Florida: I Finally Get You

Dear Florida,

 

I’ve never wanted to like you.

And admirably, you’ve made that goal rather easy.

To me, you’ve been the state of flatness, concealed carry permits, secessionism, low-income work, and oppressive heat.

You’ve attracted millions of transplants with that work—made somewhat more palatable by the lack of state income tax—and that heat, which apparently ameliorates the pangs of arthritis.

You’ve built fake cities, otherwise known as theme parks, overcharging for the right to melt in line and eat suboptimal fried chicken.

Your legislation reeks of anti-intellectualism, though you prefer the phrase states’ rights.

In all, as above, you’ve proven yourself quite capable of providing fodder for haters.

But this time, when I crossed the Florida-Georgia line and entered your domain, I saw something different.

First, I saw the biggest gas station I’ve ever seen in my life. It was open 24 hours a day and had what looked like a beaver as a mascot. Inside were massive bathrooms, brisket sandwiches, beef jerky by the pound, clothes, and basically everything else I didn’t need but suddenly wanted.

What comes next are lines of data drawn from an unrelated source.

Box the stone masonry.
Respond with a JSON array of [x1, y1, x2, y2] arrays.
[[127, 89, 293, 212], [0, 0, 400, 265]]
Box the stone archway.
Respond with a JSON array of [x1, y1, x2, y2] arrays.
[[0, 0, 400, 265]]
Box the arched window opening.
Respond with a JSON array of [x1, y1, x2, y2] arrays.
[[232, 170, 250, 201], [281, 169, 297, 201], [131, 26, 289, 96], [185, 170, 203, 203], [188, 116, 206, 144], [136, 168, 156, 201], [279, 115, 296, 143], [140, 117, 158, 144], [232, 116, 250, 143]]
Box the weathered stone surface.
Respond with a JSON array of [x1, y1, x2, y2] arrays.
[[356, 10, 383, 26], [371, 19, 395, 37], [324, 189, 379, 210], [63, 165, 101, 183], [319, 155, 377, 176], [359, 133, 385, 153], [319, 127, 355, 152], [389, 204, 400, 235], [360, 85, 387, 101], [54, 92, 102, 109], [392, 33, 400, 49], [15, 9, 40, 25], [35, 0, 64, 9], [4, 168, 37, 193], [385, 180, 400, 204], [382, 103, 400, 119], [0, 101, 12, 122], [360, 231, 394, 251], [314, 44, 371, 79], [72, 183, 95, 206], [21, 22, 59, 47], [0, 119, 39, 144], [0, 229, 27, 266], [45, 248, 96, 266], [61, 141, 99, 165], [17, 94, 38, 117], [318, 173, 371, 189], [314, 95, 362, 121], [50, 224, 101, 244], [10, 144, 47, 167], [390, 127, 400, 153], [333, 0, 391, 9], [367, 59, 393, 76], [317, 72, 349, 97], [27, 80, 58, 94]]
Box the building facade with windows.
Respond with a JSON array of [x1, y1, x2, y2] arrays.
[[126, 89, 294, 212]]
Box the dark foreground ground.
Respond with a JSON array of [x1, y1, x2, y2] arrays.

Buc-ee’s, I learned, is a Texas import, but one that suits you well.

Back in the car, I took to admiring my surroundings.

I saw billboard after billboard.

One for Jesus.

A bunch for accident lawyers.

And a few for vasectomies.

I might have noticed more, but the highway was proving more treacherous than anticipated.

I dodged tires.

I barely missed a cooler.

By the time I saw the Slinky, I had no choice but to drive right over it.

If this was the state of the retired, I wouldn’t have guessed it by the kids passing me at 90 on the right.

As traffic picked up and the racers slowed down, I did manage to catch a few glimpses of opulence, followed by more than a few double-wide glimpses of modesty.

Eventually, I reached the desired destination—a hotel.

On arrival, I was greeted by a mammoth convention of military veterans, most of whom had arrived on their Harleys.

Wearing decorated leather vests, many were smoking their indulgence of choice. With waste-length beards, still-broad shoulders, and a sprinkling of Confederate flags, I got the sense they could have split me in half just by looking at me.

I might have been a little intimidated if it weren’t for the equally large Indian wedding party arriving at the same time. Not everyone looked Indian, but the outfits definitely did.

As I was bombarded by a potpourri of languages, I spotted a group of teenage boys that seemed entertained by both parties. They were there for a national volleyball tournament.

I, of course, was there for my daughter’s dance competition.

That’s American dance, by the way.

Some of the arriving dancers looked American.

Many did not.

But they all sounded the part.

And something told me that around there, no one cared anyway.

Because after crossing the Florida-Georgia line, I learned that among the chaos, strip malls, nonexistent urban planning, blatant consumerism, and uncomfortable heat is one other thing:

The American ideal.

And while the rest of the country keeps talking about it, you, in your own peculiar way, seem to have it figured out.